Um capitalista liberal e um comunista, ambos homens da geração de 1960, entram num debate para as presidenciais e o que acontece? Têm acaloradamente uma conversa que podia ter sido uma discussão parlamentar sobre saúde, trabalho e serviço militar. Em alguns pontos, até afinaram pelo mesmo diapasão. “Surpreendentemente, vamos estar de acordo nalgumas coisas”, disse a dada altura João Cotrim de Figueiredo a António Filipe. Para quem esteja a acompanhar os debates, a surpresa não será assim tanta.
Os 28 debates televisivos podem parecer demasiados, mas não são. Esta abundância oferece uma enorme vantagem: quem perder uns, poderá sempre assistir aos seguintes e ouvir os candidatos a dizerem, pelo menos em parte, o mesmo.

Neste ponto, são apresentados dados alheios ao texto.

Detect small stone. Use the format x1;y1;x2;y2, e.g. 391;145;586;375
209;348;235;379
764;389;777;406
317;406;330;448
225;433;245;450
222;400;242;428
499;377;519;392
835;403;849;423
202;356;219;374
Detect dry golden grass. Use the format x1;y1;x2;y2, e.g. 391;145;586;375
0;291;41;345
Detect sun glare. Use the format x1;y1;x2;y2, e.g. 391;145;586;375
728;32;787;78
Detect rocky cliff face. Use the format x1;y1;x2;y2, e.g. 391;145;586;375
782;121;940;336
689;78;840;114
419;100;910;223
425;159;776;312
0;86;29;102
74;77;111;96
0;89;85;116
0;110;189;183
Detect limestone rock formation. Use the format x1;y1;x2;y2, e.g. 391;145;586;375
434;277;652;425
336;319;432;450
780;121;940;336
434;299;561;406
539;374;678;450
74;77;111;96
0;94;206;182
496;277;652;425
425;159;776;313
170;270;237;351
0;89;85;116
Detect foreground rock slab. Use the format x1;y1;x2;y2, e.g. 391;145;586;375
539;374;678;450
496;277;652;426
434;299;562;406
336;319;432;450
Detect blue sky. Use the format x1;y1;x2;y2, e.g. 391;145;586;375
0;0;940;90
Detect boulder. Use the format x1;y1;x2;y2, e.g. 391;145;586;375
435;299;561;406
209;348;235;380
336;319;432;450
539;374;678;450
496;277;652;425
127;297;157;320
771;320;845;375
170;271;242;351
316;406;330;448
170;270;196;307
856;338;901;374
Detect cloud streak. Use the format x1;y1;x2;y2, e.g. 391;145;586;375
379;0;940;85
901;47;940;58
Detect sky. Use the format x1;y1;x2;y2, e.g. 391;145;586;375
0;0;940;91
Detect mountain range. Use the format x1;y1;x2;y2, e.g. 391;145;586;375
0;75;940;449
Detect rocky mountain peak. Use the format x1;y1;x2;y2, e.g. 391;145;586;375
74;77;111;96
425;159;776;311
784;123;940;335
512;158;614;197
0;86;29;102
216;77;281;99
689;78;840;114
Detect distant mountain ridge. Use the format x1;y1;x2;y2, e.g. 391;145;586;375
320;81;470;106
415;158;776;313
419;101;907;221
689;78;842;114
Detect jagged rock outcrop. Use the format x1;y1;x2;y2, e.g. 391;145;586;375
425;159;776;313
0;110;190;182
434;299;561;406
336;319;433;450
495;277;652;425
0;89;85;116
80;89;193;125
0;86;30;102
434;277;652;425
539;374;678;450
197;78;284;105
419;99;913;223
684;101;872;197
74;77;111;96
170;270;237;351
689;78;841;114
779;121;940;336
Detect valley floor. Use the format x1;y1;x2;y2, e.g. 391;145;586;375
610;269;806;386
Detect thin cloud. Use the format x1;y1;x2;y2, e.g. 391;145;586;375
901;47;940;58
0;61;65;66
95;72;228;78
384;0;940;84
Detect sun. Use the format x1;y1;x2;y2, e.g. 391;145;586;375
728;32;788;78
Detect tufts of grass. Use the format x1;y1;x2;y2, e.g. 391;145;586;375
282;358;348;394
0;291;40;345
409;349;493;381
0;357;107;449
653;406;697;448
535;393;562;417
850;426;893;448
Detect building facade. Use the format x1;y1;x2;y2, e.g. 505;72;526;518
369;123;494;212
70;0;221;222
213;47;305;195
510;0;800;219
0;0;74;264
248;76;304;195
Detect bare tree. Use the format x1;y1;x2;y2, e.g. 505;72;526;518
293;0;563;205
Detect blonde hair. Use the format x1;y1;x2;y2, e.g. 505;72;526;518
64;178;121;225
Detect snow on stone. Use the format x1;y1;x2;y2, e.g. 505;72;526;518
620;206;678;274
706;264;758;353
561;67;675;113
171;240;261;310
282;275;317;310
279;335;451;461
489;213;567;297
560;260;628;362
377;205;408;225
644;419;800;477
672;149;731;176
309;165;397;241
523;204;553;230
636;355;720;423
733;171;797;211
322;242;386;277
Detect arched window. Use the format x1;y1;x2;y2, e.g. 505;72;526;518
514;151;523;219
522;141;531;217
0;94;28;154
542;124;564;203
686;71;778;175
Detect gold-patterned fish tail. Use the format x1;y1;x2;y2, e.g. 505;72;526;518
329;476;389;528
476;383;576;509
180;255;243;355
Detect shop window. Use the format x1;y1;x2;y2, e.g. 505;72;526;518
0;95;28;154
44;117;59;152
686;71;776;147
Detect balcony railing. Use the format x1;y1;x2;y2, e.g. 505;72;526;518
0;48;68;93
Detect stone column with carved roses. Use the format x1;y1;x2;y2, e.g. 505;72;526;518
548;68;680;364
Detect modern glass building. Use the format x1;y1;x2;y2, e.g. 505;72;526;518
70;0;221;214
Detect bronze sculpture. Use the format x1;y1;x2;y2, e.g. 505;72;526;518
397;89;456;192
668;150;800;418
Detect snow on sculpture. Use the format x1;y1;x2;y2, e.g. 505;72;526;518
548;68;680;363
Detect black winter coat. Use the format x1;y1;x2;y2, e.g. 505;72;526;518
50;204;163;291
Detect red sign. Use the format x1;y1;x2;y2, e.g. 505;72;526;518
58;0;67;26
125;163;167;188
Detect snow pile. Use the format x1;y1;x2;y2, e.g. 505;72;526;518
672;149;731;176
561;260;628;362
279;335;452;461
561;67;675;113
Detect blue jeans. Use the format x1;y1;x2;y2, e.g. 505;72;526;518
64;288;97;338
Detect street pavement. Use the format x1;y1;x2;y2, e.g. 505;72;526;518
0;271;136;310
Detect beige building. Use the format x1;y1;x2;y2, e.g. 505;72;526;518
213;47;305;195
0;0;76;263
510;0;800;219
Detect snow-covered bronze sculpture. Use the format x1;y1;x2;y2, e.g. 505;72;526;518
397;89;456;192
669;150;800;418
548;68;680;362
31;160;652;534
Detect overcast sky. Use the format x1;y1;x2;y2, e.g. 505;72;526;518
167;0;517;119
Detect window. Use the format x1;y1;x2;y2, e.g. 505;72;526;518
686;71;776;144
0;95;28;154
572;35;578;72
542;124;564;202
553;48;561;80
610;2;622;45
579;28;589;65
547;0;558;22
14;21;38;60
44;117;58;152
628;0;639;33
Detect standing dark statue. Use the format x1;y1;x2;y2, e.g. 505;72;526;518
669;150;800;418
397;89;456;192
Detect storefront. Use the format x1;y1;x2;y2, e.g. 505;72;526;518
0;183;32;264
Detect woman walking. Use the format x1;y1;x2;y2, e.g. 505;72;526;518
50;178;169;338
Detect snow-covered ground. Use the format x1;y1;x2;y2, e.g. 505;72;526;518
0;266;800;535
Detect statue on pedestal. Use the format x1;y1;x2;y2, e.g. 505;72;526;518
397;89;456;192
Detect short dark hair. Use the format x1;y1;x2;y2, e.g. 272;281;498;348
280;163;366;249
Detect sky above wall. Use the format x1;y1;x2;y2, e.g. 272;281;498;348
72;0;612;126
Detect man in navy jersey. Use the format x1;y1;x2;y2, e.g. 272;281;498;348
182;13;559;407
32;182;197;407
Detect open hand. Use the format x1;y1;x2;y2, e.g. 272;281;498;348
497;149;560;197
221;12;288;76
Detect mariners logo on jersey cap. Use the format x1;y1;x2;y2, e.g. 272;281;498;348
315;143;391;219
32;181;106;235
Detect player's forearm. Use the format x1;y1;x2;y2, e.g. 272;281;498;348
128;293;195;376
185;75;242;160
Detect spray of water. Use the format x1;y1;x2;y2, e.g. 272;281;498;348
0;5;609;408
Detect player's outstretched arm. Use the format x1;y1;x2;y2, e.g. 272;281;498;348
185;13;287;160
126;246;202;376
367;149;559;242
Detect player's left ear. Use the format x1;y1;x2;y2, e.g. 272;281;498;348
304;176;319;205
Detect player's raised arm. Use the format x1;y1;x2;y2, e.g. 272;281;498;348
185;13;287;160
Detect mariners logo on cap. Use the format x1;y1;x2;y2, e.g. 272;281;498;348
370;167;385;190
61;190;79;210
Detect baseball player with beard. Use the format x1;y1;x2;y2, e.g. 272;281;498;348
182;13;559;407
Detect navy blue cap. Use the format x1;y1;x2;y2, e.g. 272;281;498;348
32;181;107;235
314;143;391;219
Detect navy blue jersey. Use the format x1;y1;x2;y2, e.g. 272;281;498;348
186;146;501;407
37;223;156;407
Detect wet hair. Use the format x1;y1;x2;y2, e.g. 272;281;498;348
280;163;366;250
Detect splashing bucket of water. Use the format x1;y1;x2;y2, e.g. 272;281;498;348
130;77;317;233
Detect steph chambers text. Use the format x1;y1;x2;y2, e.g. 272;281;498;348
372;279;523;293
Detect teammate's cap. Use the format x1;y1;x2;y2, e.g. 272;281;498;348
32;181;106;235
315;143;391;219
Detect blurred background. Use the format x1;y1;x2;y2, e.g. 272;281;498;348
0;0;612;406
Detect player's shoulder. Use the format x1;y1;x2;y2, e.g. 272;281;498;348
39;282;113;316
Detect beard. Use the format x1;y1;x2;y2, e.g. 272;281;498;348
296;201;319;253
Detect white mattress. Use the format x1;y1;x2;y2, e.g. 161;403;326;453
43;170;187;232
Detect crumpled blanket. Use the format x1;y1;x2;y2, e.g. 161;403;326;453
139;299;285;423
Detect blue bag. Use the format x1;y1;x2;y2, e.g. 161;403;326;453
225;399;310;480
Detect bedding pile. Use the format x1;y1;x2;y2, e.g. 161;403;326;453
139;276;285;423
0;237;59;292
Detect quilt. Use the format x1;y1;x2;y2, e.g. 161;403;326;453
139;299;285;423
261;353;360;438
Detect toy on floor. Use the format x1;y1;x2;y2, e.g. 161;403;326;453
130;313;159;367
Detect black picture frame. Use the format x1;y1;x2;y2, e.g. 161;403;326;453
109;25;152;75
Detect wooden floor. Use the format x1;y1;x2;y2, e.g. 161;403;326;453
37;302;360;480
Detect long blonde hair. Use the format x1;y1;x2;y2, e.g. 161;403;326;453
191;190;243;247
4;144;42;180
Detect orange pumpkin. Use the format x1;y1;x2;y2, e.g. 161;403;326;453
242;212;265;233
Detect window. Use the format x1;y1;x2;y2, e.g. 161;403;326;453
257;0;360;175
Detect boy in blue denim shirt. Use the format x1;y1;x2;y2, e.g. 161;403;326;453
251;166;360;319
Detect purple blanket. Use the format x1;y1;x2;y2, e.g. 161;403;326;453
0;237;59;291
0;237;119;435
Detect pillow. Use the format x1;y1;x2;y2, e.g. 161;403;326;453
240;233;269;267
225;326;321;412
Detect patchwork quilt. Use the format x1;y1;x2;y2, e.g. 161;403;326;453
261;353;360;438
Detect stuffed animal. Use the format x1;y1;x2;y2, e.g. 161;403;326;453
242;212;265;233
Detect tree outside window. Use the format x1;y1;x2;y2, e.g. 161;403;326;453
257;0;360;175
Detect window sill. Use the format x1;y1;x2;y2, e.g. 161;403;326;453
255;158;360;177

Já tínhamos ouvido Filipe (que tinha debatido antes com um candidato de direita, Luís Marques Mendes) falar dos baixos salários e usar a mesma frase dos “trabalhadores que não levam mil euros para casa”. Já ouvíramos Cotrim de Figueiredo (que tinha debatido antes com um candidato de esquerda, Jorge Pinto) falar dos problemas do SNS e usar as mesmíssimas expressões dos “incentivos perversos”, da “corrupção moral” e da “corrupção legal”.
A repetição é normal, não se pode esperar que os candidatos se reinventem retoricamente a cada aparição em estúdio, especialmente naqueles casos em que não disputam um único voto com o oponente e a missão é passar a mensagem para os indecisos lá em casa. Em todo o caso, ainda só levamos duas semanas disto. Faltam mais três semanas e qualquer coisa.
Em que estiveram então de acordo o comunista e o liberal?
Para começar, num diagnóstico sobre a saúde, que fizeram ambos e com palavras muito semelhantes, que aqui se parafraseiam: quando há problemas no SNS, são os privados que saem a ganhar. Sem surpresas, discordaram na receita para o problema, mas em meia dúzia de minutos isso não se aprofunda e, em todo o caso, não são candidatos a primeiro-ministro (como Cotrim se esforçou por dizer algumas vezes, antes de o debate voltar a seguir por meandros mais legislativos do que presidenciais).
Os dois candidatos conseguiram até concordar numa ou outra coisa da reforma laboral (como a questão da amamentação). E Cotrim lançou um “Estou de acordo” em réplica à frase de Filipe “Nenhum trabalhador faz greve por desporto ou com grande alegria.” E, claro, também aqui discordaram naquilo que seria de esperar.
Tiveram ainda igual opinião na questão de uma hipotética criação de um serviço militar voluntário, semelhante ao que alguns países europeus, como a França, estão a planear. “Não acho que faça enorme sentido”, disse o liberal (que se tem esforçado por conquistar o eleitorado jovem que seria o alvo de uma medida destas). “Não faz grande sentido”, disse o comunista. Não foi surpresa nenhuma.